Our task is not only to avoid losing the war, but also not to lose the peace. This is crucial when it comes to justice. If we lose justice, we lose the future. And we cannot allow that.
Holding perpetrators accountable, calling things by their proper names, and winning the cognitive war — this war of interpretation — through international judicial and quasi-judicial processes are among the strongest guarantees of non-repetition, alongside security guarantees from partners.
What support does Ukrainian civil society need?
What we need most is coordination and unity of effort, because no single organisation can cope with such an enormous scale of international crimes.
We also need space in the information sphere — airtime — so that Russian propaganda does not dominate it, as it continues to invest millions in propaganda content and distributes it through multiple channels, including diplomatic missions abroad.
We need states to remain faithful to their international obligations — continuity matters more than new promises. Attempts to reshape processes in institutions like the UN or the International Criminal Court undermine Ukraine.
Many issues now require not only think tank analysis or NGO expertise but also global academic engagement. This means countering Russian propaganda narratives in academic spaces as well. Russian studies programmes still exist worldwide, and Russian influence remains significant. Scholars should continue promoting accurate research about what is happening.
It is crucial to continue supporting organisations that assist survivors and to support Ukraine as a state, because if the frontline collapses, human rights work will no longer be possible.
Kateryna Rashevska is a legal expert at the Regional Center for Human Rights.
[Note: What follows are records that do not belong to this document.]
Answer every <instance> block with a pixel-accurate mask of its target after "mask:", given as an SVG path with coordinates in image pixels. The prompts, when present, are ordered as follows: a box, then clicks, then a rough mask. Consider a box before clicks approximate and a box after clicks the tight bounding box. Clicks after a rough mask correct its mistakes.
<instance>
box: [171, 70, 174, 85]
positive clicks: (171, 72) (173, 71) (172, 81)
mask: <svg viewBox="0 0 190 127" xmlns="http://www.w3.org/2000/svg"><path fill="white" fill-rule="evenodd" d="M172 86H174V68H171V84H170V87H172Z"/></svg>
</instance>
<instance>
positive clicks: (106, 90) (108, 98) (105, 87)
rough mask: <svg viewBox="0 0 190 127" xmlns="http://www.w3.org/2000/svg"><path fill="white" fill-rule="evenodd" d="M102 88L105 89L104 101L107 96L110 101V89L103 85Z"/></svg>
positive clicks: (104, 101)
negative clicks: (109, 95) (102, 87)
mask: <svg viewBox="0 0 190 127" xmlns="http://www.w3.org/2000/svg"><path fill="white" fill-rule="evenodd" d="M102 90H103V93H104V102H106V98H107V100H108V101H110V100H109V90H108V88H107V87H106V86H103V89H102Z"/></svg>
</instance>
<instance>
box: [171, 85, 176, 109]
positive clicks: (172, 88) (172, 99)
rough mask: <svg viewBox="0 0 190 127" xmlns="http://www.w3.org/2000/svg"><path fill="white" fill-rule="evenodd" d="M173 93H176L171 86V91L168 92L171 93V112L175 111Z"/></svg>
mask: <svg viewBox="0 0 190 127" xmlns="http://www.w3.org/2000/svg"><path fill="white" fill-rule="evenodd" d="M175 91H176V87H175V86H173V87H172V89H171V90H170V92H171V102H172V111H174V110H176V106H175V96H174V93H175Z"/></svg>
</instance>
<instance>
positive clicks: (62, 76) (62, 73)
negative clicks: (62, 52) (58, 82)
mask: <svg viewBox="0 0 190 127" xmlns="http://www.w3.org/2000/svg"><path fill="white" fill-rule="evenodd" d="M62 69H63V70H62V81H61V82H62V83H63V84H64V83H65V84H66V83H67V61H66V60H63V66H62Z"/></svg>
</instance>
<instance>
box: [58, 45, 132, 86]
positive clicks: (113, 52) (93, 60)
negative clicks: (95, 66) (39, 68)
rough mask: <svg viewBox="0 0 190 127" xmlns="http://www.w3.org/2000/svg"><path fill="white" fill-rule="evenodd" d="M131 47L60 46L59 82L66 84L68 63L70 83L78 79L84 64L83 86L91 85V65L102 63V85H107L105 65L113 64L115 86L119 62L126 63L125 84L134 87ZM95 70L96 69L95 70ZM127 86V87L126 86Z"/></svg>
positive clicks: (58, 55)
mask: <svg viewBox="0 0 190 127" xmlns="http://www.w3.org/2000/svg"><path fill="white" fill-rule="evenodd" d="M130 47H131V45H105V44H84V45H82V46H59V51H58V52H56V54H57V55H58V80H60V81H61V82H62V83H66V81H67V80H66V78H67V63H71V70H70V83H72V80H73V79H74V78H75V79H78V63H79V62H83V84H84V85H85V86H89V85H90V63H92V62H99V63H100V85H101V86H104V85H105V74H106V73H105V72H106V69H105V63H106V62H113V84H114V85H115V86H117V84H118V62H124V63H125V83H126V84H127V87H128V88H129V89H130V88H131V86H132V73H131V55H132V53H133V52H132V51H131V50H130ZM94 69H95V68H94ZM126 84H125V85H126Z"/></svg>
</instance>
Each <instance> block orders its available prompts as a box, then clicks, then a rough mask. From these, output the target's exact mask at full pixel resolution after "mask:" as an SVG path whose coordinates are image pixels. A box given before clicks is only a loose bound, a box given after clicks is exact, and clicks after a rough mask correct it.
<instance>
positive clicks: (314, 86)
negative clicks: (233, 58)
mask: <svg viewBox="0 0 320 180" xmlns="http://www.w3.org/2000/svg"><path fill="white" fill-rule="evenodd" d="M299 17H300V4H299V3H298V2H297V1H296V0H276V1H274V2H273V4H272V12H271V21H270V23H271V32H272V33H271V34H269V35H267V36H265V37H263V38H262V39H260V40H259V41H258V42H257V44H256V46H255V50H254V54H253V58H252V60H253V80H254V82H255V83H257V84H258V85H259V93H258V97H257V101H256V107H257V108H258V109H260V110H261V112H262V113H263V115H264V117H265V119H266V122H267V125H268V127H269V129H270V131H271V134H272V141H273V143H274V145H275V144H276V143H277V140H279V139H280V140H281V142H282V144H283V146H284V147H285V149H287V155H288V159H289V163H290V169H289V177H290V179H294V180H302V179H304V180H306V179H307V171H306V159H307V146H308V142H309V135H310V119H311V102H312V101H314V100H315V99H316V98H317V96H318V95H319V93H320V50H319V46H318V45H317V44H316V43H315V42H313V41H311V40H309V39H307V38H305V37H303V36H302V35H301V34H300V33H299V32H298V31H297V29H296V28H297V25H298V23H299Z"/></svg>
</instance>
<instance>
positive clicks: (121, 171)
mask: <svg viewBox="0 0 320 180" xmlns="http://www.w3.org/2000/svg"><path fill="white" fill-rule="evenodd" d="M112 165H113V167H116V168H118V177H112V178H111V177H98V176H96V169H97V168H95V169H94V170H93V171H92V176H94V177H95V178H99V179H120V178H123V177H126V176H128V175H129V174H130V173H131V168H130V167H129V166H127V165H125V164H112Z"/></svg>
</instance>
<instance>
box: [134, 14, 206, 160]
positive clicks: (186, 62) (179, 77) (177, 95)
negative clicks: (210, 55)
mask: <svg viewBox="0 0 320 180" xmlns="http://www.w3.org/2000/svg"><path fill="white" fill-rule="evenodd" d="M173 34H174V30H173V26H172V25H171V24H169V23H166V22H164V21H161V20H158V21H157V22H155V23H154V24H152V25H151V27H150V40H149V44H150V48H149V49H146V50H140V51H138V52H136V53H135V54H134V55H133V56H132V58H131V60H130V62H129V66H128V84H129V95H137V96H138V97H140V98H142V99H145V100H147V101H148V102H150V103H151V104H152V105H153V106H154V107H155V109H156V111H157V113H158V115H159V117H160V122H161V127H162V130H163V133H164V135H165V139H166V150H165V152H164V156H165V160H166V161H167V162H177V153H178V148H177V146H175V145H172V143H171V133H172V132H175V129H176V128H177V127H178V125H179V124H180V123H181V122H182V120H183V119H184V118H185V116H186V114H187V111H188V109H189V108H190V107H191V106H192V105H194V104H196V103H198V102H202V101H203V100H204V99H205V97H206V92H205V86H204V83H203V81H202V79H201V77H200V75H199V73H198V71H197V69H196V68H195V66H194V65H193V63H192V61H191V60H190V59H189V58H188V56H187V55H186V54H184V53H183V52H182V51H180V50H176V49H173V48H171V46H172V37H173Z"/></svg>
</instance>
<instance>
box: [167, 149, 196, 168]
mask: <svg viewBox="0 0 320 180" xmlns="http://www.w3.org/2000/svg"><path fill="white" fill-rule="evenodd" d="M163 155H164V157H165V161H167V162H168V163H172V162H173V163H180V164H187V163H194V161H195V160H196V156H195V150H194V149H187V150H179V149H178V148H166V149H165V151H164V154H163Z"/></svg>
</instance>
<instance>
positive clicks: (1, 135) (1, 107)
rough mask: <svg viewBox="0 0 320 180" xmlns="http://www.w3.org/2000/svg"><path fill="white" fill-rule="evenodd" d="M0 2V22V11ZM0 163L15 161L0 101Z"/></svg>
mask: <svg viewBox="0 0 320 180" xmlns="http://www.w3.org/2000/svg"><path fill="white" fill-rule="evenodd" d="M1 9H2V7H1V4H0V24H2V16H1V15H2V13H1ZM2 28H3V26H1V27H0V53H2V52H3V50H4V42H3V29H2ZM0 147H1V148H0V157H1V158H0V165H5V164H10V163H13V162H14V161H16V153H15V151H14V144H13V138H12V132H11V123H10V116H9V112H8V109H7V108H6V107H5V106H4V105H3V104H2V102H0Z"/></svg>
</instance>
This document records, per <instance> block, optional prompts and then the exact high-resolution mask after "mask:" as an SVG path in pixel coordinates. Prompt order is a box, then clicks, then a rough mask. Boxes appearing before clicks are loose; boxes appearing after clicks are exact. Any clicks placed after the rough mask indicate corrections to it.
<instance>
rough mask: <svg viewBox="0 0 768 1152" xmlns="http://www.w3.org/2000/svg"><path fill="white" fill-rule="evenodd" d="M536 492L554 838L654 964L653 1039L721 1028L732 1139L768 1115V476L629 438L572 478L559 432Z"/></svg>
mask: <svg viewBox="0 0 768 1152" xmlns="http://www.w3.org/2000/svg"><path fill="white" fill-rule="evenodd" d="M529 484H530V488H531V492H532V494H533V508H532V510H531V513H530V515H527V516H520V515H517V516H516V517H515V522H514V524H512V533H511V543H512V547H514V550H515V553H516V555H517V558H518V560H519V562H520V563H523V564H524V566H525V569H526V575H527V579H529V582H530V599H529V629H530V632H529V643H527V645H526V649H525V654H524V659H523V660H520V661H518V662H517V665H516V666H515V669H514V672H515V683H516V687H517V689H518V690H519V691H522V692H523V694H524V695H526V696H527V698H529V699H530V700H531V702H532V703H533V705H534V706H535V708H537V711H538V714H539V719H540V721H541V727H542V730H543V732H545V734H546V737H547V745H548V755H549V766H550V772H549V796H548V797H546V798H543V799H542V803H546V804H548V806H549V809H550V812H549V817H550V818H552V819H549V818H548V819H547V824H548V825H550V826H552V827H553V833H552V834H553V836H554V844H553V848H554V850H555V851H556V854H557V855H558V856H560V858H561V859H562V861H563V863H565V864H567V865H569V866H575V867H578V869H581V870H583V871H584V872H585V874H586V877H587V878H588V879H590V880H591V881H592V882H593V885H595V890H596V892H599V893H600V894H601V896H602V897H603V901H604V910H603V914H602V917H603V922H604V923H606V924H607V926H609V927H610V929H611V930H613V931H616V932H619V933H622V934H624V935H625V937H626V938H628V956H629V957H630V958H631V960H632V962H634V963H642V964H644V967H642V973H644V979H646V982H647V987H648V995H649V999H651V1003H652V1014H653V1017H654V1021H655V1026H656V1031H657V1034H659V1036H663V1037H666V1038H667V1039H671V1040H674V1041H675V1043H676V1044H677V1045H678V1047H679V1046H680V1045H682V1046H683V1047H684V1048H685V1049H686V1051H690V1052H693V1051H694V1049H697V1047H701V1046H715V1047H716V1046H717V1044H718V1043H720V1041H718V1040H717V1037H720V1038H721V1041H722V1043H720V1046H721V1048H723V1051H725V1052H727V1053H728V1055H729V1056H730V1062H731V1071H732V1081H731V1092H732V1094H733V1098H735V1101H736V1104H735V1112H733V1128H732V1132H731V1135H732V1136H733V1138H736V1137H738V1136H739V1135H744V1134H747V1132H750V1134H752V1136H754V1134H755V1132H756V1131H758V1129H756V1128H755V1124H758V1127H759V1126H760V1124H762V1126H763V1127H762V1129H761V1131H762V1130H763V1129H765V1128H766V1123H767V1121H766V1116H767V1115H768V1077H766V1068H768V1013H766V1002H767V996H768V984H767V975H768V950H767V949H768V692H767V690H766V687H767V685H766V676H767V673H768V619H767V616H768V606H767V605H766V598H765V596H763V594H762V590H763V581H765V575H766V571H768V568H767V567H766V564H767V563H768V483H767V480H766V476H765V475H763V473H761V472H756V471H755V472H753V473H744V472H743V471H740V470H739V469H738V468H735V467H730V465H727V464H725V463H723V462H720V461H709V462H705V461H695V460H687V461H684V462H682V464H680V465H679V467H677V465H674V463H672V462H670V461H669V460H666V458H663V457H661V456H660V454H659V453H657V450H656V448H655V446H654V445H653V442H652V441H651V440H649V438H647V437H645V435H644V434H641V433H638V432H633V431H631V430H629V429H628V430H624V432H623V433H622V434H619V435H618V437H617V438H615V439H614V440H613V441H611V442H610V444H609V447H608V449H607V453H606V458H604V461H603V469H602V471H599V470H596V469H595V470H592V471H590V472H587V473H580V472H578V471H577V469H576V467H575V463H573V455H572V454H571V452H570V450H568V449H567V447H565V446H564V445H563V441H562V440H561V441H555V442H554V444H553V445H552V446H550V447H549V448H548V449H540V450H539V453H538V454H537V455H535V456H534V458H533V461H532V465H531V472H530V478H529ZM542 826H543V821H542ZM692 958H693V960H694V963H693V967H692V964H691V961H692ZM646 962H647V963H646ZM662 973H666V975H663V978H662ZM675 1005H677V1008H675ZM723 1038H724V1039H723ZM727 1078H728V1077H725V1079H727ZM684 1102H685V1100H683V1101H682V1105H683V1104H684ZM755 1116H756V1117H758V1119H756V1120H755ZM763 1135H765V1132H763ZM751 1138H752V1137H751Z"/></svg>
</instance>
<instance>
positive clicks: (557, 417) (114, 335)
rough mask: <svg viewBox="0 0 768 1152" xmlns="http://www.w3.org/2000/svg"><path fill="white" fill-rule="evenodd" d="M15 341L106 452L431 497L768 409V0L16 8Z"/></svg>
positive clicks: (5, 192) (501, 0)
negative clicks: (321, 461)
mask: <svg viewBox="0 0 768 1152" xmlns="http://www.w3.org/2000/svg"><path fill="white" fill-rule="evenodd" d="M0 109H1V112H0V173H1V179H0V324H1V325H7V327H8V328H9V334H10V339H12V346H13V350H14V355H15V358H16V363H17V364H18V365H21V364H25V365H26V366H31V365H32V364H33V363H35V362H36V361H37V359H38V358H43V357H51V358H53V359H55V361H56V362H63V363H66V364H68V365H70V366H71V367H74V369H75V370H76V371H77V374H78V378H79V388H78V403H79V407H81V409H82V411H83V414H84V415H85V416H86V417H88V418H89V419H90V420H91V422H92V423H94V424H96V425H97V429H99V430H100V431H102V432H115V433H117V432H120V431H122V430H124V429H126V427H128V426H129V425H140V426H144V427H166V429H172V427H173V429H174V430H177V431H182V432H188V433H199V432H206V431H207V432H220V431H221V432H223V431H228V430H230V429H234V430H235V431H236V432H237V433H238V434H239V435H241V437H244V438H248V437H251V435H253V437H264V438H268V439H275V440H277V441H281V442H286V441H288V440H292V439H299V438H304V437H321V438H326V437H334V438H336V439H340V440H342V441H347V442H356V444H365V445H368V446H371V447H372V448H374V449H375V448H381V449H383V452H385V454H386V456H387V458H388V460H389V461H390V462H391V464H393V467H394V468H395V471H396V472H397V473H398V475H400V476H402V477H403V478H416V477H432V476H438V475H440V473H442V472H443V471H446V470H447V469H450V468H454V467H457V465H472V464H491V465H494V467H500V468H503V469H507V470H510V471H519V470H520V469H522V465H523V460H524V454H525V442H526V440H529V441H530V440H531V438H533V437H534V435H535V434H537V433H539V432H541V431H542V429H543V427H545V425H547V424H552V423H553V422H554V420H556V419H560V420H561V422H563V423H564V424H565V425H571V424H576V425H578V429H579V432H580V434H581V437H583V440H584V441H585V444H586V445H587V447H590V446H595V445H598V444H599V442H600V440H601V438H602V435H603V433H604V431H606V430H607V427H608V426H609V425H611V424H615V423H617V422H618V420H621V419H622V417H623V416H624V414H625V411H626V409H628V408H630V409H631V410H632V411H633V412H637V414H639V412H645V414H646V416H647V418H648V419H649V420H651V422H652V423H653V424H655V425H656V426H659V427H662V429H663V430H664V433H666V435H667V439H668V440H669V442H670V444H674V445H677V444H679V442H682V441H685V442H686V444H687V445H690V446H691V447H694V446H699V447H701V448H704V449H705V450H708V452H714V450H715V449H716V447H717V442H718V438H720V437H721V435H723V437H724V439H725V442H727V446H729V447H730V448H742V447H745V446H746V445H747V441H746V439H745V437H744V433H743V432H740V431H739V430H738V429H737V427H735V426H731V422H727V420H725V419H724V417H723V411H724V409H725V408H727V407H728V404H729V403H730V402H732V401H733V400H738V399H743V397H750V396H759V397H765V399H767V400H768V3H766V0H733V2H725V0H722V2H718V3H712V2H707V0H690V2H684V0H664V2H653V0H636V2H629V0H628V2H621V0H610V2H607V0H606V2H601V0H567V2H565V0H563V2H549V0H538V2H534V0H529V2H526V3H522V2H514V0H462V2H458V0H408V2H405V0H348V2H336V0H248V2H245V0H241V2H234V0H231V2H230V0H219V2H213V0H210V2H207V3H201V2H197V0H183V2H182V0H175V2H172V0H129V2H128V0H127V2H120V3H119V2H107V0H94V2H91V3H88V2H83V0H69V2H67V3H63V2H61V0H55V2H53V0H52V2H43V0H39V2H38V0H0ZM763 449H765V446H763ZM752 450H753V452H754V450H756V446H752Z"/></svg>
She is a PhD fellow at the Institute of International Relations (Taras Shevchenko National University of Kyiv). She is a member of the Interdepartmental Commission on the Application and Implementation of International Humanitarian Law in Ukraine, the Expert Council at the Representation of the President of Ukraine in the Autonomous Republic of Crimea and the SQDI (Société québécoise de droit international). Kateryna protects the rights of vulnerable categories of victims of international crimes, namely children, at the ECHR, the OSCE, the EU, the OHCHR and the ICC. She is an author of the Submissions to the ICC related to international crimes committed against the Ukrainian children by Maria Lvova-Belova and Vladimir Putin. She is also an author and a driver of the draft resolution of the UN General Assembly on the repatriation of illegally deported children. Together with the team of the Regional Center for Human Rights, Kateryna developed and now advocates the concept of a unified legal mechanism for the return of displaced Ukrainian children.
Following the damage to RCHR’s office and recognising the urgent need for relocation, HRHF supported RCHR through its risk fund, partially covering the relocation and other associated costs. RCHR is also grateful to Civil Rights Defenders for their continuous support.